Optimization of assay conditions to quantify ECOD activity in vivo in individual Daphnia magna. Assay performance evaluation with model CYP 450 inducers/inhibitors.

ABSTRACT

Screening the activity of the cytochrome P450 (CYP450) mixed function oxidase system in aquatic invertebrates received seldom applications in ecotoxicology due to low baseline enzymatic activities characteristic for these organisms. In this study, an existing in vivo spectrofluorometric assay method based on quantifying the cytochrome P450 mediated conversion of 7-ethocycoumarin (EtC) used as substrate to the product 7-hydroxycoumarin (HCm) called ethoxycoumarin-O-deethylase (ECOD) activity, initially applicable on pooled samples of Daphnia magna, was optimized for use on individual organisms. Optimal assay conditions have been established for as small as 3- and 6 days old individuals, and the limits of spectrofluorometric detection of HCm excreted by daphnids in the incubation media were defined. The modified assay was tested by screening the modulation of ECOD activity in daphnids following 24 h exposure to ß-naphthoflavone (ß-NF, reference CYP450 inducer) and to prochloraz (PCZ), a potent CYP450 inhibitor.

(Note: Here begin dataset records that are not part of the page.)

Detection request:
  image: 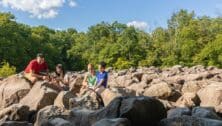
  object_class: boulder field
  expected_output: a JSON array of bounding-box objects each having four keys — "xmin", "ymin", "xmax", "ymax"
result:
[{"xmin": 0, "ymin": 65, "xmax": 222, "ymax": 126}]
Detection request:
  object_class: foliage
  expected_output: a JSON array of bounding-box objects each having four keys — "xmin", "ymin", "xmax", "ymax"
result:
[
  {"xmin": 0, "ymin": 61, "xmax": 16, "ymax": 77},
  {"xmin": 0, "ymin": 10, "xmax": 222, "ymax": 71}
]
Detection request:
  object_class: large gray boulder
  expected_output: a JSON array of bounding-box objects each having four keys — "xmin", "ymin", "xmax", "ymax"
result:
[
  {"xmin": 158, "ymin": 116, "xmax": 222, "ymax": 126},
  {"xmin": 93, "ymin": 118, "xmax": 131, "ymax": 126},
  {"xmin": 167, "ymin": 108, "xmax": 191, "ymax": 118},
  {"xmin": 192, "ymin": 107, "xmax": 222, "ymax": 120},
  {"xmin": 0, "ymin": 75, "xmax": 31, "ymax": 109},
  {"xmin": 20, "ymin": 81, "xmax": 58, "ymax": 110}
]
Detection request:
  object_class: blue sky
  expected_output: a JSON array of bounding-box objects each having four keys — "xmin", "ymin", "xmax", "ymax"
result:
[{"xmin": 0, "ymin": 0, "xmax": 222, "ymax": 32}]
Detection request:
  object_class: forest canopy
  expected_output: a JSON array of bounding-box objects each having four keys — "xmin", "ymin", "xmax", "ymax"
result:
[{"xmin": 0, "ymin": 10, "xmax": 222, "ymax": 72}]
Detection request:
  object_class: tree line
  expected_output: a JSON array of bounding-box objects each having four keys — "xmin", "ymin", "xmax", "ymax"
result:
[{"xmin": 0, "ymin": 10, "xmax": 222, "ymax": 76}]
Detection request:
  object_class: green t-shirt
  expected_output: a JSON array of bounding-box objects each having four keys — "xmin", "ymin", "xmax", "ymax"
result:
[{"xmin": 87, "ymin": 74, "xmax": 96, "ymax": 87}]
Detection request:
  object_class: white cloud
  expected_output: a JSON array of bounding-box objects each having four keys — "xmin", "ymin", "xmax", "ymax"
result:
[
  {"xmin": 0, "ymin": 0, "xmax": 77, "ymax": 19},
  {"xmin": 69, "ymin": 0, "xmax": 77, "ymax": 7},
  {"xmin": 127, "ymin": 21, "xmax": 149, "ymax": 30}
]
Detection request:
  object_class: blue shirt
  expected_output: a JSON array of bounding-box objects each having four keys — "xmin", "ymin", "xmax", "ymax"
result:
[{"xmin": 96, "ymin": 71, "xmax": 108, "ymax": 88}]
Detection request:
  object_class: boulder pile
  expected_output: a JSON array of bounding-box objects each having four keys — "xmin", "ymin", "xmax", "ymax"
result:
[{"xmin": 0, "ymin": 65, "xmax": 222, "ymax": 126}]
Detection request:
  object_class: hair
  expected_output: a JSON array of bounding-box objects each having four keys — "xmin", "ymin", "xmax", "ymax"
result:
[
  {"xmin": 88, "ymin": 63, "xmax": 94, "ymax": 68},
  {"xmin": 36, "ymin": 53, "xmax": 44, "ymax": 58},
  {"xmin": 99, "ymin": 61, "xmax": 106, "ymax": 68},
  {"xmin": 55, "ymin": 64, "xmax": 65, "ymax": 76}
]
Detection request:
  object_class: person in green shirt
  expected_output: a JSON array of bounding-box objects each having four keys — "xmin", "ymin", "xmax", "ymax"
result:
[{"xmin": 83, "ymin": 64, "xmax": 97, "ymax": 89}]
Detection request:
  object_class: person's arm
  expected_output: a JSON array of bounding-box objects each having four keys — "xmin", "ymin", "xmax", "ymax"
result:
[
  {"xmin": 95, "ymin": 73, "xmax": 108, "ymax": 89},
  {"xmin": 82, "ymin": 74, "xmax": 88, "ymax": 86},
  {"xmin": 30, "ymin": 70, "xmax": 44, "ymax": 79},
  {"xmin": 94, "ymin": 79, "xmax": 105, "ymax": 89}
]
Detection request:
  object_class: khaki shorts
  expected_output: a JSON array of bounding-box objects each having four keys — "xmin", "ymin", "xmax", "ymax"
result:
[
  {"xmin": 95, "ymin": 86, "xmax": 106, "ymax": 94},
  {"xmin": 24, "ymin": 73, "xmax": 37, "ymax": 82}
]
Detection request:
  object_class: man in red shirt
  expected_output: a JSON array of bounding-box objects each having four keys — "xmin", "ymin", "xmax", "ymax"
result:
[{"xmin": 25, "ymin": 53, "xmax": 49, "ymax": 84}]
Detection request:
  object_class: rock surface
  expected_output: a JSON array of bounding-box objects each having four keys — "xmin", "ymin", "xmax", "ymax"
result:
[
  {"xmin": 0, "ymin": 65, "xmax": 222, "ymax": 126},
  {"xmin": 0, "ymin": 75, "xmax": 31, "ymax": 109}
]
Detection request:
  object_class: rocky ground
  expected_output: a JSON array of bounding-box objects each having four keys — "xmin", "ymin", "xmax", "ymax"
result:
[{"xmin": 0, "ymin": 66, "xmax": 222, "ymax": 126}]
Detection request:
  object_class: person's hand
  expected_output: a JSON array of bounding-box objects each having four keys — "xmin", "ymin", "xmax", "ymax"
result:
[{"xmin": 42, "ymin": 76, "xmax": 49, "ymax": 80}]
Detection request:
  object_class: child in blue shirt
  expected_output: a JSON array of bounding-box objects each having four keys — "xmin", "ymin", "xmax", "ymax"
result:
[{"xmin": 94, "ymin": 62, "xmax": 108, "ymax": 94}]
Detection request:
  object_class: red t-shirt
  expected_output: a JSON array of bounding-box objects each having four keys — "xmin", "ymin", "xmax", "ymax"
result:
[{"xmin": 25, "ymin": 59, "xmax": 48, "ymax": 74}]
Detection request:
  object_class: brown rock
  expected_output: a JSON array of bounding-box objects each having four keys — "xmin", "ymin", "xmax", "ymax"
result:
[
  {"xmin": 0, "ymin": 75, "xmax": 31, "ymax": 108},
  {"xmin": 0, "ymin": 104, "xmax": 29, "ymax": 121},
  {"xmin": 182, "ymin": 81, "xmax": 201, "ymax": 93},
  {"xmin": 126, "ymin": 82, "xmax": 148, "ymax": 96},
  {"xmin": 54, "ymin": 91, "xmax": 75, "ymax": 109},
  {"xmin": 176, "ymin": 93, "xmax": 200, "ymax": 107},
  {"xmin": 143, "ymin": 82, "xmax": 172, "ymax": 99},
  {"xmin": 69, "ymin": 75, "xmax": 84, "ymax": 94},
  {"xmin": 198, "ymin": 82, "xmax": 222, "ymax": 107},
  {"xmin": 20, "ymin": 82, "xmax": 58, "ymax": 110},
  {"xmin": 101, "ymin": 89, "xmax": 122, "ymax": 106}
]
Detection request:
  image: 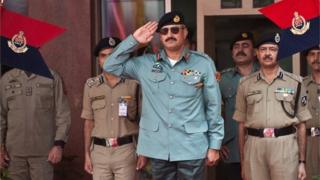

Maximal ECOD activity levels in daphnids were recorded following 2 hours of incubation to 200 nM EtC. The limit of spectrofluorometric detection of HCm in the incubation media was 6.25 nM, achieved by more than 80% of three days old daphnids and all six days old individuals. Exposure of daphnids to ß-NF demonstrated a bell-shaped ECOD activity induction potential, while PCZ elicited partial (60%) inhibition of ECOD activity. This optimized in vivo ECOD activity assay may serve as a cost-effective tool to study the responsiveness of Phase-I metabolism in D. magna to toxic pressure and its applicability to other aquatic invertebrates is also worth for consideration.